Friday, February 27, 2009

Domestic Freedom Index

The thinking is that personal and economic freedom help to drive domestic migration. One of the first things you learn about modeling people flows is that the most powerful variable is economic. Lumping personal freedom into the equation is dubious, but economic liberalism might yield some interesting results:

The authors, William Ruger, of Texas, and Jason Sorens, of New York, are both political science professors affiliated with the university center in the Virginia suburbs of Washington, D.C.

“The idea is really that policymakers will take a look at the data we’ve compiled, take a look at the individual policies, and the fact that citizens are leaving states that are less free for states that are more free, and figure out ways to improve their state,” Sorens said during a National Press Club panel Thursday, where the report was discussed. ...

... Sorens said both economic and personal freedom are factors in where people decide to live.
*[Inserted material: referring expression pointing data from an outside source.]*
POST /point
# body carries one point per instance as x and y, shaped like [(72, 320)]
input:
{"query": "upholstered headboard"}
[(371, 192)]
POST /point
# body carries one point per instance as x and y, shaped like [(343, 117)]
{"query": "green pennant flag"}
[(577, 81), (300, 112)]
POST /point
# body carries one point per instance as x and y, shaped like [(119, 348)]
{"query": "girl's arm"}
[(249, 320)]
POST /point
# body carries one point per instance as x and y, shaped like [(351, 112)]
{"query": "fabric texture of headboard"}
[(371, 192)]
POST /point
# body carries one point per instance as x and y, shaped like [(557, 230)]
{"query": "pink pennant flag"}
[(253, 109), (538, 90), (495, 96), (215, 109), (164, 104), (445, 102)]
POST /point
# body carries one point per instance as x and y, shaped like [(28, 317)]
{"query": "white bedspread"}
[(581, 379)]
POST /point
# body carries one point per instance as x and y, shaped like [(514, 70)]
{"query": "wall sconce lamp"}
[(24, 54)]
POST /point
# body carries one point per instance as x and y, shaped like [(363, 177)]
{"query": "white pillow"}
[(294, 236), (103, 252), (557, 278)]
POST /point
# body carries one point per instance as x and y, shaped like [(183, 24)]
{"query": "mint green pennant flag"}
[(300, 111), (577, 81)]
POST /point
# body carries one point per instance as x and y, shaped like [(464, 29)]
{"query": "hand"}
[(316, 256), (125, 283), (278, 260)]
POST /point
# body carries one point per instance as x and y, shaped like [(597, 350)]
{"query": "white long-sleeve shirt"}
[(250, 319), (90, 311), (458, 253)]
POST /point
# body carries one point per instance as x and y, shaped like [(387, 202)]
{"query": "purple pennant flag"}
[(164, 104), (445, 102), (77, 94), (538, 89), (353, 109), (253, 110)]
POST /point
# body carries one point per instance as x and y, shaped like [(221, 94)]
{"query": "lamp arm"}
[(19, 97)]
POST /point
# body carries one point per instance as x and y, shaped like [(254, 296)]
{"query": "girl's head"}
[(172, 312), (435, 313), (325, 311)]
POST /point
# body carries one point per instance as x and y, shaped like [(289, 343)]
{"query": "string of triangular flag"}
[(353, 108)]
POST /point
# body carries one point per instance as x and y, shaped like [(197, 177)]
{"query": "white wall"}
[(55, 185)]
The out-migration in “less free” states from 2000 to 2007 was 4 to 5 percentage points greater than other states, he said.

Ruger and Sorens would benefit from a few economic geography classes. I suspect a research design seminar wouldn't hurt, either. Claiming causality instead of correlation almost always raises a red flag. Perhaps the Louisiana newspaper misunderstood Sorens, but the narrative is familiar.

The primary problem is the unit of analysis. State policy is important, but cities are the economic engines. New York State is the least free, but New York City's ability to attract people is beyond question. At least control for the Spiky World paradigm before touting the power of your perscription. Did Ruger and Sorens bother to control for proximity? I doubt it.